I get the sense that as a Palme d’Or winner at the Cannes Film Festival, this was a controversial choice, but when you watch it, it makes total sense. Quite aside from its genre trappings (which only really assert themselves towards the end, when the vengeance becomes rather more gung-ho), it’s a warmly humanist film about refugees which strikes a strong note of tolerance and understanding. That’s not to say the title character is a hero — as played by Antonythasan Jesuthasan, he’s a flawed, slightly bitter man, whose experiences as a Tamil Tiger soldier have shaped him, and are the reason he’s driven to seek a better life. In doing so, he adopts a new name, picking up a similarly desperate woman in the refugee camp to be his ‘wife’ (Kalieaswari Srinivasan), who in turn essentially barters for a motherless child to be their ‘daughter’ (Claudine Vinasithamby). Their new location in France is a forbidding housing estate called ‘the field’, which is indeed surrounded by greenery, albeit the scrubby suburban variety, but which is a crumbling place ruled by gangs (led by a James Franco-alike turn from Vincent Rottiers). From thereon in, the film works to get across a sense of the “family”‘s life in France, at work and at school, beset by a series of small bureaucratic aggressions which take their toll, but never overwhelm the three. It’s never quite feels like the masterpiece the award suggests it should be, but it’s still a fine film from a director with some form on this ground.

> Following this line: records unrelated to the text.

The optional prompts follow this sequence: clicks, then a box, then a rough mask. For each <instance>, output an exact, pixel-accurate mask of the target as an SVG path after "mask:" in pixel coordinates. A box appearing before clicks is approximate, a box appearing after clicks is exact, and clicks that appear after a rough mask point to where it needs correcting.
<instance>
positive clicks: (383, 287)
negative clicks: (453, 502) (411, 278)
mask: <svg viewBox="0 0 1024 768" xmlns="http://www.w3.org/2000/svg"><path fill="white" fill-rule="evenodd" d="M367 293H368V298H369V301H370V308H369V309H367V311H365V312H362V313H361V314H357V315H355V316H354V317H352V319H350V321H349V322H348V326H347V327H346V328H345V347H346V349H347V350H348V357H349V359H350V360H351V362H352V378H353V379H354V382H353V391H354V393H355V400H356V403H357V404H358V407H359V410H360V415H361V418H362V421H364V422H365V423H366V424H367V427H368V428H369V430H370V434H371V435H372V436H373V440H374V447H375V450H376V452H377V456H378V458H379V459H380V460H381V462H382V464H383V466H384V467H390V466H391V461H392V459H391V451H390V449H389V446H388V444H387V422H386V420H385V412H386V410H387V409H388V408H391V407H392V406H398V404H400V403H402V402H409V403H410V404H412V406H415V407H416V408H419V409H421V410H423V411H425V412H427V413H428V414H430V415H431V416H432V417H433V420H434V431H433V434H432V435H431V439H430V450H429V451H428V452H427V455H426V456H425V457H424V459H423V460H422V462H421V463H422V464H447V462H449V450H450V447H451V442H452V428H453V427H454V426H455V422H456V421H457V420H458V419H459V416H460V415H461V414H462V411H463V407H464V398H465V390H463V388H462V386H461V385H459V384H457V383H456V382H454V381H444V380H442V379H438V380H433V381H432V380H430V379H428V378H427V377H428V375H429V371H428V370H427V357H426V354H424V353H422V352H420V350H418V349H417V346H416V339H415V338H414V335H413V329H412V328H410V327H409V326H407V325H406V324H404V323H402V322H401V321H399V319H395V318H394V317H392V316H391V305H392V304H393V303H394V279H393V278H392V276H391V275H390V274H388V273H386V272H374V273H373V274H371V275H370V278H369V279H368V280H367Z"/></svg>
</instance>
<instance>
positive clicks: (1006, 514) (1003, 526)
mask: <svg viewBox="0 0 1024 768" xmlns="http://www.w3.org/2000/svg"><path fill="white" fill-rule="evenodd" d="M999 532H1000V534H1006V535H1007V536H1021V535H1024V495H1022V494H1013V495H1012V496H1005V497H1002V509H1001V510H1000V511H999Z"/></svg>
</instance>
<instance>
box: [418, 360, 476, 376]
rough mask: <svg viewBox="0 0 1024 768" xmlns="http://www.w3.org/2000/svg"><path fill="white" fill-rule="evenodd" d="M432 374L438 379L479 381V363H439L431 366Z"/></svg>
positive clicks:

Dheepan film posterCREDITS
Director Jacques Audiard; Writers Audiard, Thomas Bidegain and Noé Debré; Cinematographer Éponine Momenceau; Starring Antonythasan Jesuthasan அந்தோனிதாசன் யேசுதாசன், Kalieaswari Srinivasan காளீசுவரி சிறிநிவாசன், Claudine Vinasithamby குளோடின் வினாசித்தம்பி, Vincent Rottiers; Length 115 minutes.
Seen at Curzon Victoria, London, Wednesday 13 April 2016.